I take a peek at my watch. I am just reaching the second mile, and it’s becoming easier. As my run continues, I’m quickly beginning to overlook the bad side and see the good in it.
I become alert as the door swings open, a nurse yells out my name. I nearly faint walking back to the room. I sit down in the chair near the nurse. The nurse then proceeds to take my temperature, the results aren’t promising. Her eyes wander to my face and announces my temperature is 103.7. Sitting quietly I zone out the discussion my mom has with the nurse. I am too tired to listen, to more, or even think.
Two weeks passed, I am beginning to feel bummed out. Warming the bench, and watching the girls practice has started to wear on me. My optimistic attitude started to dwindle away quickly. “It will be okay” I told myself. Sure enough, everything was okay, and I started to regain my strength. Slowly, I started to get back into the groove of participating. I knew I could do it.
It takes all my strength to get my body out of the hospital. Hitting the car seat I instantly fall asleep.
I lie on my couch for the next four days after my visit to the ER. The meds the doctor prescribed me didn’t seem to be working. My mom checked on me very frequently, I knew she was worried. Every hour she checked my temperature and it never went below a 102.5. It could be a lot worse I told myself, keep hanging in there.
One mile left, and I am hopeful it will fly by.
The next day my mom loaded me up and we went back to the hospital. I was so tired I could barely lift my head up. I was running such a high fever I couldn’t comprehend what was happening.

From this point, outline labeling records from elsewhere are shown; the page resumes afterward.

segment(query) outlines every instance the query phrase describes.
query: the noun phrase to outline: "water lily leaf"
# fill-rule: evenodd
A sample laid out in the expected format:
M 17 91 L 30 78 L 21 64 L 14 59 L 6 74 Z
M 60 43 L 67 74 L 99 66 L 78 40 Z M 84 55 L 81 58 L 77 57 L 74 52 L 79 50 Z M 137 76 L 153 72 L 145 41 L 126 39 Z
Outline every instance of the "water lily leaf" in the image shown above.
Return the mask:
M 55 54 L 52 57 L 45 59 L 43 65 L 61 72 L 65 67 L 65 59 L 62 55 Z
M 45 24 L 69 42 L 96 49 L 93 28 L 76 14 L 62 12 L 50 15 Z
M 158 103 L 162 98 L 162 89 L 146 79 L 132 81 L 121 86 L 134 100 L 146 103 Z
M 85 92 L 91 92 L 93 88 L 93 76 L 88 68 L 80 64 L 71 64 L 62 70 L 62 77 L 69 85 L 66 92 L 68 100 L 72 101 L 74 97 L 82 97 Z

Eventually, we arrived to the hospital again. The nurses recognized me right away and lead me into a room. I was nauseous and just laid on the bed while the nurses drew my blood for test work. I wasn’t in a good condition.

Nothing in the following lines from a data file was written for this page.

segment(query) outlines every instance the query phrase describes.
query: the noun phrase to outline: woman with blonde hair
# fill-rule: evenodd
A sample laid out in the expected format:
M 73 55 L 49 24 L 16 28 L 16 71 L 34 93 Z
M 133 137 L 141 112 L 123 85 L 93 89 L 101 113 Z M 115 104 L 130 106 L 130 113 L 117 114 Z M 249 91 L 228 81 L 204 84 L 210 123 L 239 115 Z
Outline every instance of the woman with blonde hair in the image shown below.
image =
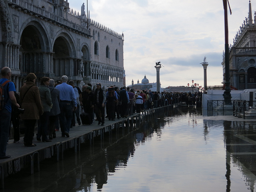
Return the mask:
M 26 84 L 20 88 L 20 96 L 21 108 L 24 113 L 20 114 L 25 126 L 24 145 L 28 147 L 36 146 L 32 143 L 34 132 L 36 120 L 43 114 L 43 106 L 41 102 L 38 88 L 35 83 L 36 76 L 34 73 L 28 74 L 26 78 Z

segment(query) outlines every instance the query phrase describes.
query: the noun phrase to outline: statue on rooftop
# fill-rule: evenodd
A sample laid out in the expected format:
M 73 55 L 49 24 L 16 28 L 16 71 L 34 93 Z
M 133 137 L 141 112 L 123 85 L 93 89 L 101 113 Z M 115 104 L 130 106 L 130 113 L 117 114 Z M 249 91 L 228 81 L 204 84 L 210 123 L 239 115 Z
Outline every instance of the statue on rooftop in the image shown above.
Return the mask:
M 82 6 L 82 10 L 81 12 L 84 11 L 84 3 L 83 3 L 83 4 Z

The season is in full force. My confidence returns. My first game back, I am thrilled to be on the court once again. Pushing all my fears aside, I tell myself I can do it. The ref throws his hand in the air, and I enter the game. Running up and down, I am delighted to be back in my element. I listen to my shoes squeak on the floor, playing quick defense. The whistle is like a scream, drawing my attention to the scoreboard. We are ahead. Staying positive during this tough time kept me working towards something better: winning the game.

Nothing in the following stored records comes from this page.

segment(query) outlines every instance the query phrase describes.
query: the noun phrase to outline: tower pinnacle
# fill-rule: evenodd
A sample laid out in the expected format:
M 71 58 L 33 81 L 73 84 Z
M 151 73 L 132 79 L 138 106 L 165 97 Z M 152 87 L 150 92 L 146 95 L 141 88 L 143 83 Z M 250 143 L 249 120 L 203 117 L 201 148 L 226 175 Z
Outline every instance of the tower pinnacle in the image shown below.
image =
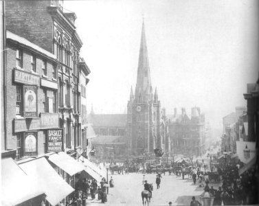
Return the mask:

After my last visit to the hospital, the doctors gave me a new set of medicine. They were thankfully more effective than the last ones. I was feeling better almost instantly. The test results came back about a week later, and we found out I had caught a virus. The virus symptoms are similar to mono, we came to find out.
The sun is starting to beam from the horizon. I stare ahead of me, just reaching the school. We have completed the three mile run. Finding the optimistic viewpoint helped me overcome this run, and my negative basketball situation. “In order to carry a positive action we must develop here a positive vision”. -Dalai Lama
If I’m being honest I thought I was going to die those two weeks I was sick. But, I continued to push through and get better. The quote I found from the Dalai Lama, reminds me a lot about my experience being sick. The last two weeks of summer I was sick, never left my couch. That wasn’t what I visioned, I imaged I was working, hanging out with friends or playing at the beach. That wasn’t reality but I tried my best to carry out a position mind.
The Merriam-Webster Dictionary. Springfield, MA: Merriam-Webster, 2004. Print.
"Positive Quotes." BrainyQuote. Xplore. Web. 07 Nov. 2016.